Are gardens and gardening less popular now than a few decades ago? Or does it only seem so to me, because I know of no one who really gardens much, and I live in a particularly barren part of the desert? 

I think there is more emphasis now on food gardening, and less on specimen trees and flowers, perhaps because yards have shrunk. My neighbor's yard is so shallow that they can't park their truck in their own driveway. It hangs out into the street. Free time is a rare commodity now, too. Most women work outside the home. Multi-generational households are back up percentage-wise, but everyone's working or in school. Gardens take time, especially in the "establishing" phase.

I miss the colorful catalogs of yesteryear (and how I wish I had kept a few circa 1970!): Burpees, Gurney's, Park's, and the "newcomers" decades ago, Seymour's Selected Seeds (we called it "Lady Seymour's Seeds") and Johnny's from Maine. I would almost tremble with excitement when they would arrive in winter and I'd make my choices. And the choices seemed limitless, with variety after variety filling the pages. I guess they are now on the Internet, and I've seen rare, strange, and fantastical seeds for sale on Ebay. 

I think it's time for me to stop looking back at the heyday of the seed catalog, and start looking ahead. Even if the gardens of my youth have disappeared, perhaps I can plant a garden for my old age, with all the old favorites in it, and some of those new seeds from Ebay, too!
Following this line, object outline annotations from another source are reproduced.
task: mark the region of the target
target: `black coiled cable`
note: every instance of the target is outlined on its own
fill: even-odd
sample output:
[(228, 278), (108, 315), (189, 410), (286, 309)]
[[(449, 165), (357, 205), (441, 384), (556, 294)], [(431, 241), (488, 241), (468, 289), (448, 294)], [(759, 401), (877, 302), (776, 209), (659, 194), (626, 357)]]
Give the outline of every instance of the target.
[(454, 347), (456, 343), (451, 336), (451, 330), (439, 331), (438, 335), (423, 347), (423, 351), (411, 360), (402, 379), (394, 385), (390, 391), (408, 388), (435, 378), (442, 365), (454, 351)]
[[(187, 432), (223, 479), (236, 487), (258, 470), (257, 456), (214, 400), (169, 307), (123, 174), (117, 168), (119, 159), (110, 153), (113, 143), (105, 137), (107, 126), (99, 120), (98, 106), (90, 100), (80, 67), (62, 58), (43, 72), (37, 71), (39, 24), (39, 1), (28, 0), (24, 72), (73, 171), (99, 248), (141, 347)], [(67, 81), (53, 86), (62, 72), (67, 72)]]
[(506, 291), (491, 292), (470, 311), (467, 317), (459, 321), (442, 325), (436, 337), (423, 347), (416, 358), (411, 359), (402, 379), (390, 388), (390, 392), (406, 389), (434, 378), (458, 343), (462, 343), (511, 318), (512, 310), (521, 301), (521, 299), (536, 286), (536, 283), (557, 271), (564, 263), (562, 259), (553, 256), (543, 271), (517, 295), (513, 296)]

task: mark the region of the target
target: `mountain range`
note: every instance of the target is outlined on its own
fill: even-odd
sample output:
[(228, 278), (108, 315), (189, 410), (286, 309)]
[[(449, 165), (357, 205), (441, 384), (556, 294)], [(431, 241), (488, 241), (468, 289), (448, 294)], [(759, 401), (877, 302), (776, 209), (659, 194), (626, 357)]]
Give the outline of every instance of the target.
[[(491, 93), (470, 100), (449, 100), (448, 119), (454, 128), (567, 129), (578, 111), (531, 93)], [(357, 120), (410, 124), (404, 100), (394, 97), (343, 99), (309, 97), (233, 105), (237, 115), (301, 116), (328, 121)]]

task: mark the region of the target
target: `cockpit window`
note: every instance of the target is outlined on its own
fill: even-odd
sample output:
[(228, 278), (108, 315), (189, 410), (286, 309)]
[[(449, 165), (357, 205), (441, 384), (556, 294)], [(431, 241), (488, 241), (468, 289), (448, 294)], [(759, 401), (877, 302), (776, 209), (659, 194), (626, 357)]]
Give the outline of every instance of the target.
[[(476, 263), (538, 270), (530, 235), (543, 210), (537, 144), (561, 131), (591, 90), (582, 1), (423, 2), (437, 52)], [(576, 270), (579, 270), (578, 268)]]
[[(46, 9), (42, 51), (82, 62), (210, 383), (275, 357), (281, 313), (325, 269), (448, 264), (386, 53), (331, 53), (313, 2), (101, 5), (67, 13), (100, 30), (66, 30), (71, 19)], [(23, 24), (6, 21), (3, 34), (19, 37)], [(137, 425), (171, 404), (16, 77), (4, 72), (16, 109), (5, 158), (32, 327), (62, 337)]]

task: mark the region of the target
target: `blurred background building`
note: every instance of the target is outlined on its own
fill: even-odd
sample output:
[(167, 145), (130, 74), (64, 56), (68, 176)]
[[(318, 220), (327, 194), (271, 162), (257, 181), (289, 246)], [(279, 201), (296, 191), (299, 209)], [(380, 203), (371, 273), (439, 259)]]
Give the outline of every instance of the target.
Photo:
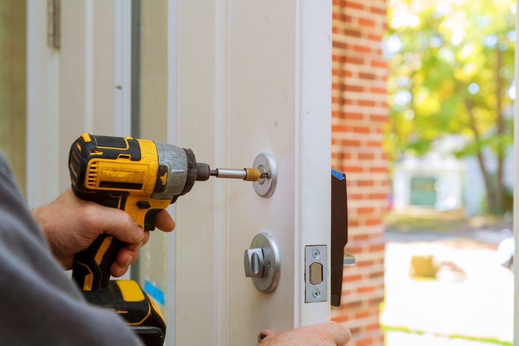
[(389, 118), (388, 66), (381, 44), (387, 29), (383, 0), (334, 0), (332, 162), (346, 173), (349, 241), (357, 265), (344, 271), (342, 305), (333, 319), (351, 330), (352, 344), (383, 345), (383, 218), (390, 191), (382, 150)]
6 Elf-Friends have commented... :

  • Emma Springfield

    I thought I was the only person in the world who enjoyed reading the seed catalogs. Burpee was my favorite but they all had interesting offerings. I have never heard of a beauty berry. They are very pretty. Edible?

  • Olde Dame Penniwig

    Sadly, no, not edible. But we did make ink out of them!

  • Anonymous

    When I was a kid, we got one seed catalog and it was from a nusery in a small town twenty miles away. It still came in the winter, but we didn't order. It was always a big, fun trip to drive the twenty miles and got to the nursery as a family. You named a lot of things I have never heard of. Fun to learn something new.

  • Sylvie

    I used to love the catalogs from my favorite perennial nurseries, most of which are no longer in business. The rose descriptions were always so beautiful. The big box stores, as well as the factors you mentioned, have contributed to the demise of nurseries & seed growers. Very sad.

  • Cynthia

    There are some beautiful gardens around my new home in the South and it seems that everyone, even the poorest homes and trailers, has flowering trees and shrubs. It's been an amazing time for azaleas. Even the old ones along the roads back in the woods where I assume there was once a house are riots of colors.